Referendum sull'euro: tutto quello che devi sapere
“Tutto può essere fatto. Il problema non è la Costituzione – che si può sempre modificare, almeno su questi punti – il problema è la battaglia politica”
 
Sulla questione del referendum sull'euro lanciato ufficialmente dal Movimento cinque Stelle si è scritto molto. Il Prof Paolo Becchi sul Fatto quotidiano offre una lunga analisi in cui affronta tutte le problematiche e le vie possibili da percorrere. In particolare, il riferimento è al referendum del 1989 sull’affidamento, al Parlamento europeo, del mandato di redigere un progetto di Costituzione europea. Allora, prosegue Becchi, i partiti aggirarono il problema della mancata previsione, in Costituzione, di ipotesi di referendum consultivi in materia mediante l’approvazione di una legge costituzionale (3 aprile 1989, n. 2) con la quale fu indetto un “referendum di indirizzo” (il quale, peraltro, risultò un plebiscito a favore dell’Europa, con l’88% dei sì). Se pur la Costituzione non prevede, nella sua lettera, un’ipotesi simile, nel 1989 i partiti furono allora concordi nell’approvare questo strumento atipico (il “referendum di indirizzo“) mediante una legge costituzionale ad hoc. “Tutto può essere fatto. Il problema non è la Costituzione – che si può sempre modificare, almeno su questi punti –, il problema è la battaglia politica”.

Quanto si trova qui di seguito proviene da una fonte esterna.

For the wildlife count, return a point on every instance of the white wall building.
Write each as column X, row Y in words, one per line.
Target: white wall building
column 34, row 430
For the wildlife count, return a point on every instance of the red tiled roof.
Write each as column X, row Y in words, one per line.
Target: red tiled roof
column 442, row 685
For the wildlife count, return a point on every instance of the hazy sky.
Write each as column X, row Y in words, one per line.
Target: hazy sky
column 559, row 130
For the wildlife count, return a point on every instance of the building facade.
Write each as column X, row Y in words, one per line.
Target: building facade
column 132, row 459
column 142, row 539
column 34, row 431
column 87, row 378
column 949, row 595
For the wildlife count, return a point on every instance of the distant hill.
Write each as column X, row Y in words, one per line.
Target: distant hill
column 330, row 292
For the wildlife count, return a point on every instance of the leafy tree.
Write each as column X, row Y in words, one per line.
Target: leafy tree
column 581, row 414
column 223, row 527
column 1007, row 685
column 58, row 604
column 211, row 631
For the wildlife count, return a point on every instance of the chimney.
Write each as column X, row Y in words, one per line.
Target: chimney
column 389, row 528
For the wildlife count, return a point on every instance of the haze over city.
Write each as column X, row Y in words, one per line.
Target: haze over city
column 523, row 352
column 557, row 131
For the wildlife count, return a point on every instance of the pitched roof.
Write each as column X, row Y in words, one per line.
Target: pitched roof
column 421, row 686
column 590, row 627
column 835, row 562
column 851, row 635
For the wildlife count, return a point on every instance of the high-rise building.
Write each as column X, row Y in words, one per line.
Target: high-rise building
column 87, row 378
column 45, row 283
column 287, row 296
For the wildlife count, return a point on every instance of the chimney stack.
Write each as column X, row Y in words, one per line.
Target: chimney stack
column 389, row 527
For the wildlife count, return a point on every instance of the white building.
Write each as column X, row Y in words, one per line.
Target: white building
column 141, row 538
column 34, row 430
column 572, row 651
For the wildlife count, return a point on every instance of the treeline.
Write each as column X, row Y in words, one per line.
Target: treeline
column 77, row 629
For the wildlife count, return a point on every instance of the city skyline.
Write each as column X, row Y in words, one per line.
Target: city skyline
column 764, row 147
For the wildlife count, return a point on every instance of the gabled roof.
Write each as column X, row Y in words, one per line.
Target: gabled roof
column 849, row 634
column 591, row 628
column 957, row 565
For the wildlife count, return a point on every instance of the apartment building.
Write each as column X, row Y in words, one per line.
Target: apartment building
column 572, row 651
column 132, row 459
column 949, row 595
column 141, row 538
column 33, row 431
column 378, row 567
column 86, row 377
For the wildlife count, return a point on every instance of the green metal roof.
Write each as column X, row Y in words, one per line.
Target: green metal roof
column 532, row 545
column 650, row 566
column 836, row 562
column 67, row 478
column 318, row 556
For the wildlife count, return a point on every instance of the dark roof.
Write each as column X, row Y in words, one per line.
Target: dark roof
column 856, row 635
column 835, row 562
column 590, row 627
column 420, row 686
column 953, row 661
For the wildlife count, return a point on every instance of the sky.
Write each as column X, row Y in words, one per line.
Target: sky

La battaglia deve iniziare da subito nel Parlamento e il Movimento cinque Stelle potrebbe presentare una legge di riforma costituzionale che preveda l'introduzione della possiiblità di indire un referendum abrogativo sui trattati internazionali e avrebbe il sostegno sicuramente della Lega. Con un primo ministro, flagello dei lavoratori, che si appresta a firmare entusiasta il TTIP - l'immensa area di libero scambio con gli Usa che produrrebbe questo - senza prima passare, anche questa volta, dal giudizio popolare, il momento non è mai più proprizio...
 
È stato rimproverato al Movimento che l’iniziativa per un’uscita dall’Euro, più che attraverso un referendum di indirizzo non vincolante, potrebbe provenire unicamente dal Parlamento e dal governo, mediante un accordo tra i partiti diretto a chiedere al governo di negoziare con l’Europa la nostra uscita dalla moneta unica. L’obiezione, però, non coglie nel segno.
Il M5S è – perlomeno al momento – l’unica forza d’opposizione all’asse Pd – Forza Italia, l’unica forza che, insieme con la Lega Nord - la quale, nel 2012, aveva già insistito con Maroni per un referendum (e lo stesso Maroni due giorni fa ha dichiarato: "Non bisogna mai avere paura del popolo sovrano. Se Beppe Grillo organizza un referendum sull'uscita dall'euro io l'appoggerò" - ha realmente espresso la necessità di un’uscita dall’Euro, l’unica forza che può condurre una battaglia politica seria e decisa su una questione come questa. È evidente che la linea del Governo sia un’altra, diametralmente opposta: subordinazione della politica italiana alla linea monetaria ed economica dell’Europa, stretta dipendenza dalla Germania, il tutto mitigato da qualche slogan sulla necessità di passare “dall’austerità alla crescita”. Non possiamo aspettarci alcuna iniziativa da parte del Governo. Per questo il M5S tenterà la strada del progetto di legge popolare e del referendum, anche se semplicemente consultivo o d’indirizzo: per coinvolgere direttamente i cittadini, per chiedere la loro partecipazione attiva, per far vedere a questo Governo cosa vogliono davvero gli italiani.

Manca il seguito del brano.